Education is critical and continuous sharpening of your skills and relationships – I started with a Masters in Organisational Psychology and as a management consultant. The qualification gave me a sound behavioural understanding of individuals, teams and organisations and the management consulting roles gave me great skills in business development, project management, team work and various methodologies. It also gave me early exposure to various industries and international work.

What is your career story?

It is not a neat story at all – I took opportunities and challenged myself every step of the way – I wanted breadth and depth and followed my passions and interests. I started in consulting, then as Head of Change and HR, then as a Business School lecturer and running my own consulting firm and then back to consulting, an HR Head role and now again as Professor in a Business School and Head of Consulting for a global firm.

Who are the people that have influenced your career so far?

There are so many.

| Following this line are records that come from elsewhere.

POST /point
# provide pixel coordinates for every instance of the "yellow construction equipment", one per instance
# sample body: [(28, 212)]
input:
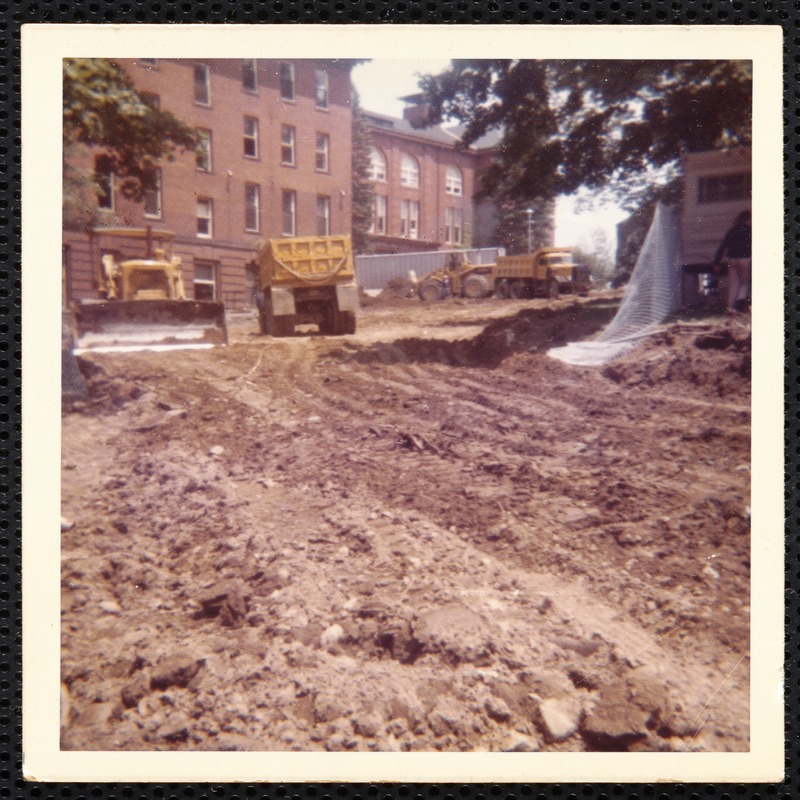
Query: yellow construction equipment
[(143, 303), (307, 280)]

In terms of developing my purpose and passions for leadership development it was Nelson Mandela and Desmond Tutu showing me what incredible leadership could look like.

My father was a banking and telco Executive as well as an entrepreneur and turnaround consultant – he instilled a deep sense of business in me as well as confidence that I could become anything I wanted to.

My social justice passion was inspired by my older brother who tirelessly fought for human rights in South Africa and my good friend Pat Pillay who runs LifeCo in South Africa – one of our most successful social enterprises.

Finally, I worked with beautiful and supportive women as associates in South Africa, Ntombi Langa-Royds and Dr. Caren Scheepers who worked alongside me and furthered my growth and interest in developing women.

What are your greatest career achievements so far?

Being a Human Resource Executive at 29 years of age, successfully re-establishing myself in a new country and being a Professor and Head of Consulting in something I love.

What have been your biggest career challenges?

Working in sport – there was very little appreciation for senior women and a lot of threats and challenges. Also, no one in Australia being interested at all in anything I had done or achieved and constantly being told not to be a tall poppy. I also had a couple of failed small partnerships over the last few years working with people whose values or interests were not at all aligned with mine. These challenges really knocked my confidence, but I learnt a lot from all of them.

What are the 3 biggest career lessons you have learnt so far?

  • It is not about you, it is about your team, the organisation, the people you are facilitating – be fully present
  • Be politically savvy – not everyone has positive intent
  • You can create the career you want by focusing on your purpose, values and goals and building the skills and relationships required to make this a reality

What advice would you give women over 40 about their careers?

You have time. You can work until your 70. What are you going to do with the next 20 years. Don’t slack down now. Make those dreams come true. Understand you purpose, values, strengths and interests. Build those skills and relationships. Tell people what you want to achieve and ask for support.